Went fishing last week and hooked a crappie. As I went to remove the hook, I noticed that it had a distinct black stripe on it's back. I saw a thread a while back where another crappie with a stripe on it's back was caught. Not sure if this is a common occurrence with crappie, but I thought it was interesting.


----------



## KWaller (Oct 3, 2010)

Black nose crappie, nice!


Outdoor Hub mobile, the outdoor information engine


----------



## Roto Mike (Oct 16, 2012)

That is way cool where did you catch it?


If I'm not fishing, I'm thinking about fishing.


----------



## CATMAN447 (Jun 12, 2011)

Hocking River. He was pretty ambitious too. That's a #7 Shad Rap he went after!


----------



## Roto Mike (Oct 16, 2012)

Very cool, nice!


If I'm not fishing, I'm thinking about fishing.


----------



## 9dodgefan (Jul 11, 2009)

Looks like Sharpie to me........


Just Kidding!!! I was there and Catmann schooled me all day long on the Hocking.


----------



## fisherboy (Sep 17, 2012)

Never saw 1 like that. & yes he/she must have been hungry.


----------



## CATMAN447 (Jun 12, 2011)

9dodgefan said:


> Looks like Sharpie to me........
> 
> 
> Just Kidding!!! I was there and Catmann schooled me all day long on the Hocking.
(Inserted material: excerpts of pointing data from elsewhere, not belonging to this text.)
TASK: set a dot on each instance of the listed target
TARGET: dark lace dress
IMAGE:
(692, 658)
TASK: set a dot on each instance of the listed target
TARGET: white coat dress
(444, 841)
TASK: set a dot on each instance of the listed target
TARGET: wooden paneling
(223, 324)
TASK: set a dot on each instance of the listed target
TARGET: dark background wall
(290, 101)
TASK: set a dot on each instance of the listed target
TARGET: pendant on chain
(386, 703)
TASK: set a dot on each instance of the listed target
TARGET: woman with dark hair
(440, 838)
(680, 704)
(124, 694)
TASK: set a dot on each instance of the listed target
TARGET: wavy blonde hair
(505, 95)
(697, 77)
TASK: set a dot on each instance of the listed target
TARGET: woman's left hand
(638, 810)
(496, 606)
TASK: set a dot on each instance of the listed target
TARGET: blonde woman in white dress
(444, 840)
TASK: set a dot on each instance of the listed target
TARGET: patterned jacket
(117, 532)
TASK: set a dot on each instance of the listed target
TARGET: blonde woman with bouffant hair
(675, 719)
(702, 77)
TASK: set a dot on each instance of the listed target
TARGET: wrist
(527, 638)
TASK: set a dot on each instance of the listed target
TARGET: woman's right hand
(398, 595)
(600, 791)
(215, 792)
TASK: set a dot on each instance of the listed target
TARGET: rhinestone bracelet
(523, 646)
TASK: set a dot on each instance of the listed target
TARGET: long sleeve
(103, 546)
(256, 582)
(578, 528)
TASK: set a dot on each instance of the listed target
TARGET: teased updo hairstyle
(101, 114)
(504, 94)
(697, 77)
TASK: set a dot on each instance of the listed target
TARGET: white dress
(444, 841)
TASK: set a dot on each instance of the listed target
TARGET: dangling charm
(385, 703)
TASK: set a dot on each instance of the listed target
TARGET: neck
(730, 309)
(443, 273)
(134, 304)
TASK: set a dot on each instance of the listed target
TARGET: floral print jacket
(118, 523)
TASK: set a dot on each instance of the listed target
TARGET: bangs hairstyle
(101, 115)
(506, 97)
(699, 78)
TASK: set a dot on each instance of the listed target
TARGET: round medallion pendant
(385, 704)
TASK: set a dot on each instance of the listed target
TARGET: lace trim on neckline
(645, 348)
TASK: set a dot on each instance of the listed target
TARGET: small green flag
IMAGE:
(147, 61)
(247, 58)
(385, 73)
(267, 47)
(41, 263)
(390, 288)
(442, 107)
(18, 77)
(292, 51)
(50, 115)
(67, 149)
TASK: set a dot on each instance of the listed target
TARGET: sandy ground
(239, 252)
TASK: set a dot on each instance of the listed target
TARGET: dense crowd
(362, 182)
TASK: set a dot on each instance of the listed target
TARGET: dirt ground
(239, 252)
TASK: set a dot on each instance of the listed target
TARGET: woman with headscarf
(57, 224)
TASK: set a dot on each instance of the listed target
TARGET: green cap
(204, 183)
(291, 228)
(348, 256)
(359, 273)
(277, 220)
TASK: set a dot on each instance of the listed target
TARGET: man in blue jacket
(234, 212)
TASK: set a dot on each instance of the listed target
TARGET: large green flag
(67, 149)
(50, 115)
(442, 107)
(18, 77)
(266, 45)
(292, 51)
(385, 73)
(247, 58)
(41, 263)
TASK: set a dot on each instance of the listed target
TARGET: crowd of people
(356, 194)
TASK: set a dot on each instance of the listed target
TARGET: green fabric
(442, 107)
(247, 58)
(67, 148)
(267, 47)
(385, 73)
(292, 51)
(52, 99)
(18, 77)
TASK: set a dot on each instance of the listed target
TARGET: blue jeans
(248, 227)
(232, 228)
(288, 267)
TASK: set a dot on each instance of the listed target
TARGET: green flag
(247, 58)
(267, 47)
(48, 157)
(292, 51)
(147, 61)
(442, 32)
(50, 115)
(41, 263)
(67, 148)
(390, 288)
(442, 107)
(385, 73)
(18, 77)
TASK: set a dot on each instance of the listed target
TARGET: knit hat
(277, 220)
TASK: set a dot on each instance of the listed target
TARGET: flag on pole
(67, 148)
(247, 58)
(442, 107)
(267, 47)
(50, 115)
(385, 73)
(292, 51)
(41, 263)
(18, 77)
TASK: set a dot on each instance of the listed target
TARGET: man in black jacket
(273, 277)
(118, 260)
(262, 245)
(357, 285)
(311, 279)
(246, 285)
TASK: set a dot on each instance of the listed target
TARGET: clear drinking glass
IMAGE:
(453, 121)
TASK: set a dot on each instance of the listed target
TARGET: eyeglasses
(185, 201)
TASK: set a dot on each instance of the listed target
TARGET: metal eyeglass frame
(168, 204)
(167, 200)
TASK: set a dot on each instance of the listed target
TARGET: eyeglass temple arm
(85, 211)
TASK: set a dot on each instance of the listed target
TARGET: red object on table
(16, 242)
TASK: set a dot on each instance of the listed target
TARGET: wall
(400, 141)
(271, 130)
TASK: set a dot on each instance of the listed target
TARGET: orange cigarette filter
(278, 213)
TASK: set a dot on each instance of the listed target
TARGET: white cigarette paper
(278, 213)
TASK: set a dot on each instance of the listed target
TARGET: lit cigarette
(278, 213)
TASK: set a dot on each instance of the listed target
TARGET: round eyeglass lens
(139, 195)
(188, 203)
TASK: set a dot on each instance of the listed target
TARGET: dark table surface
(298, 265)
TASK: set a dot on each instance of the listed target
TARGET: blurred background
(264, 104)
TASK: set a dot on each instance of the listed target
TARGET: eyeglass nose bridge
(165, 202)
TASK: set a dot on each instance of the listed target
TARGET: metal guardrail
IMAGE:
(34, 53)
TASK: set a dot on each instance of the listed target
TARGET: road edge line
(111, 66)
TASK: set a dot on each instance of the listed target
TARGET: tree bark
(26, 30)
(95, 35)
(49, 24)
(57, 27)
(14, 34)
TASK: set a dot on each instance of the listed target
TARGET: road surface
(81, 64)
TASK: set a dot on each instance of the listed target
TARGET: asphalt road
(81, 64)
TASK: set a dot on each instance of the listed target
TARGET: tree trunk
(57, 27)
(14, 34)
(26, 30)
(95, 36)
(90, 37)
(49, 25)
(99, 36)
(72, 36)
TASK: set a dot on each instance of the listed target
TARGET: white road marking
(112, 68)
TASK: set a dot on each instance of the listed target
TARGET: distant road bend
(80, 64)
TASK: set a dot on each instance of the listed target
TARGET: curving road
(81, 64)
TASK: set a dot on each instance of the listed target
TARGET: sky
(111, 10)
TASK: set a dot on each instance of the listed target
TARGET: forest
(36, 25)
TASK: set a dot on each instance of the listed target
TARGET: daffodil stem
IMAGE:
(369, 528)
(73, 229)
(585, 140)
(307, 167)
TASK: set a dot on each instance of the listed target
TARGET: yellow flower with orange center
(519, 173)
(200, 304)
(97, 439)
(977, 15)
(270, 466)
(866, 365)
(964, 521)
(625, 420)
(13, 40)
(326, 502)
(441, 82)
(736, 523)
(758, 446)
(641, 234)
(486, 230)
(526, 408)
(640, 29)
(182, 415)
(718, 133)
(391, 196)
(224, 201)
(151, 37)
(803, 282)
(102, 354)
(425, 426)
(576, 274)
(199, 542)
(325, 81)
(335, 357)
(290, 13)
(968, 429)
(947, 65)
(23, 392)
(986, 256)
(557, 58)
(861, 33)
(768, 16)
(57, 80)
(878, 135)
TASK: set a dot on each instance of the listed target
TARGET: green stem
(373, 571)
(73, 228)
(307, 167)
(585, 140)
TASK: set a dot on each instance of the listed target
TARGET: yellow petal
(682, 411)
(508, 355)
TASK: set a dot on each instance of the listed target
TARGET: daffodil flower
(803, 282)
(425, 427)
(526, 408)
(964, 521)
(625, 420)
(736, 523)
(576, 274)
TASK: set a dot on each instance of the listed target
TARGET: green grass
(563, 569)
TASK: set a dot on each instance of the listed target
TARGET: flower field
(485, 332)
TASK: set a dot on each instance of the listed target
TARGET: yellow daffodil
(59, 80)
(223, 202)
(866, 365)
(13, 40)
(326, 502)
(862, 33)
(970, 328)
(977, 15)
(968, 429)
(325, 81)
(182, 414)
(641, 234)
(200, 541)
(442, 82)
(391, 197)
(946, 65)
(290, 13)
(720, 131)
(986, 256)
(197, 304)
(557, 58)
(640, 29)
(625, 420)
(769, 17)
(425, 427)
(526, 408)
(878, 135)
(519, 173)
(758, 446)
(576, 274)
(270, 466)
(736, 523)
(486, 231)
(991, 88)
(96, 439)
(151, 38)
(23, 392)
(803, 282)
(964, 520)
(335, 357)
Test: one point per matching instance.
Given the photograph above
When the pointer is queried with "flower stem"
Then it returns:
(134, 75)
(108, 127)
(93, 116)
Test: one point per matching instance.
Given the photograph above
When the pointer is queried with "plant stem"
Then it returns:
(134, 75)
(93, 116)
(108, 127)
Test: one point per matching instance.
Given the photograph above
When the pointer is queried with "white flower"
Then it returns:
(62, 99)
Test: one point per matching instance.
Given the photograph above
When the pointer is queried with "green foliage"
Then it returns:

Ha! Definitely sharpie. You're due for a big day.


----------



## Salmonid (Apr 14, 2004)

Yup a Black Nosed Black Crappie, its a very common color variation in Black Crappies, My pond is full of em... Many hatcheries sell them specificaly if you ask for them.

Salmonid


----------



## KWaller (Oct 3, 2010)

Ill also add they are much more common further south for whatever reasons


Outdoor Hub mobile, the outdoor information engine


----------



## CATMAN447 (Jun 12, 2011)

Never even heard of a Black Nosed Crappie until this thread. Looked it up online and sure enough, Black Nosed Crappie!


----------



## fishforlife (Jul 29, 2008)

hope pic comes out


----------



## CATMAN447 (Jun 12, 2011)

Where did you catch that pig?


----------



## Jmsteele187 (Dec 22, 2011)

Nice slab! Looks like that may be good enough for a fish Ohio pin.


Outdoor Hub mobile, the outdoor information engine


----------



## BradS (Apr 7, 2004)

CATMAN447 said:


> Where did you catch that pig?


The post was named "here is one ky lake trip".....I am guessing Kentucky Lake??

Brad


----------



## Jmsteele187 (Dec 22, 2011)

BradS said:


> The post was named "here is one ky lake trip".....I am guessing Kentucky Lake??
> 
> Brad


Did I miss something? I thought the post was called striped crappie.


Outdoor Hub mobile, the outdoor information engine


----------



## Saugeyefisher (Jul 19, 2010)

Jmsteele187 said:


> Did I miss something? I thought the post was called striped crappie.
> 
> 
> Outdoor Hub mobile, the outdoor information engine


He's refering to a thread where member/moderater chaunch posted a pic of a black nose crappie a while back.


----------



## fishforlife (Jul 29, 2008)

sorry to all was having problems getting picture to load . but yes is a 14 inch 2lb black striped crappie from kentucky lake. sorry for the confusion.


----------



## CATMAN447 (Jun 12, 2011)

BradS said:


> The post was named "here is one ky lake trip".....I am guessing Kentucky Lake??
> 
> Useful contribution to this thread, BradS. Thanks!


----------



## CEO of CCK (Jul 23, 2012)

CATMAN447 said:


> Went fishing last week and hooked a crappie. As I went to remove the hook, I noticed that it had a distinct black stripe on it's back. I saw a thread a while back where another crappie with a stripe on it's back was caught. Not sure if this is a common occurrence with crappie, but I thought it was interesting.



That is way awesome! :G


----------